Entering high school, I was 5'7 and 115lbs. I was told that I was too heavy - girls my age were 80-90lbs average (My best friend was 75lbs and most of my friends were about 92lbs). I remember being very dissatisfied with my body like I would always pinch my stomach fat to show myself how fat I was. Again, looking back at my pictures, I was skinny/muscular from intense sports practices. I never knew that muscles weigh more that fat then. *smacks self*. I used to be really self-conscious about my body. I hated going shopping with my friends because I was a size bigger than all of them. Everyone was a size S whereas I wore M (Asian sizing too). My relatives constantly tell me I'm fat. I'm talking about my family and my extended family and distant relatives that live overseas. My sisters are petite skinny and they always tell me that I'm a monster! My cousins are all stick skinny and tell me "tactfully" that being fat if prosperous!
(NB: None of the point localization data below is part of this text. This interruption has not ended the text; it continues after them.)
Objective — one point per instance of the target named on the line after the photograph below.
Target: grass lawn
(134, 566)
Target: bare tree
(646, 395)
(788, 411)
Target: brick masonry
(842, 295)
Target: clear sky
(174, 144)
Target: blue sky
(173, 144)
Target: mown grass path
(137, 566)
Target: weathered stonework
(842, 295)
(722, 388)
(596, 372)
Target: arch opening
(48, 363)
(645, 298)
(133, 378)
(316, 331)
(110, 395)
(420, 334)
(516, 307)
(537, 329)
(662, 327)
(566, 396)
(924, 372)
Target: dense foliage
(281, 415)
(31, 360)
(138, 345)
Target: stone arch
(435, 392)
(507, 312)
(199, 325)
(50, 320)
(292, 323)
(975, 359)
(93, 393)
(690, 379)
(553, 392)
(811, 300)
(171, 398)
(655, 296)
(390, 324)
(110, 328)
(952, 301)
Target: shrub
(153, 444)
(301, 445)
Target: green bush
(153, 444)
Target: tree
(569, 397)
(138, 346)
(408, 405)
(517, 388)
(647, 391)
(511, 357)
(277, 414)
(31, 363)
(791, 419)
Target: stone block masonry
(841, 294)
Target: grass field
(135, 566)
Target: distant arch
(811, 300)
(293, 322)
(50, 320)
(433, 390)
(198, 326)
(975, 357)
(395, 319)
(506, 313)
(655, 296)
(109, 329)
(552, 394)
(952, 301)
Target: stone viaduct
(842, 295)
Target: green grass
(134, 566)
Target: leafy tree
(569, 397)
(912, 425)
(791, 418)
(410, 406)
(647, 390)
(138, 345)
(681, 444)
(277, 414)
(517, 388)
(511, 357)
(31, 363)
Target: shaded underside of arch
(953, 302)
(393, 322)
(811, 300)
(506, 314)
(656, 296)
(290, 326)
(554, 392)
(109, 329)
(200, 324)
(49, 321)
Now, I'm an inch taller and approx 15lbs heavier - give and take. My eyes tell me that I'm not fat and that I'm actually slim. My brain tells me that the mirror is lying and in actual fact I'm a hippo because of that extra flab I have. When I imagine myself (memories/what happened at the mall that morning/etc), I see an obese person. I'm not kidding. There was once I watched an episode about people who are happy being fat on MTV True Life and I thought to myself "hey, that girl and me...we have the same body!" only to realize, later on in the show, that she was more than double my weight. My brain says I'm not stick skinny and therefore I'm fat/overweight/obese. When I eat, my brain says "you eat so much, no wonder you're a so darn fat *shakes head*". I never was the type that would say "I'm fat" in public, in fact I never talk about body image/weight issues to anyone, because I know the answer myself. There was once my skinny guy friend jokingly said "you know, you look pitiful being so skinny" as an insult but I took it as a compliment, but my brain said "you're such an idiot, it's obvious he's lying to make you happy".
It's even worse that I live somewhere in Asia where 8 out of 10 girls are stick skinny (their thighs are probably as big as my arms), 1 has a normal body, and 1 is "overweight".
I'm just curious if anyone is like me? Is there anything I could do to feel better about my body?
PS. Even though I may show traits of anorexia, I'm not anorexic. I am trying to lose weight healthily. I don't overeat nor do I undereat and I exercise daily. I just think that my self-esteem is very low because of past personal experiences and peer pressure. I have to admit that it is painful to deal with my thoughts because it seems like it has a life of its own.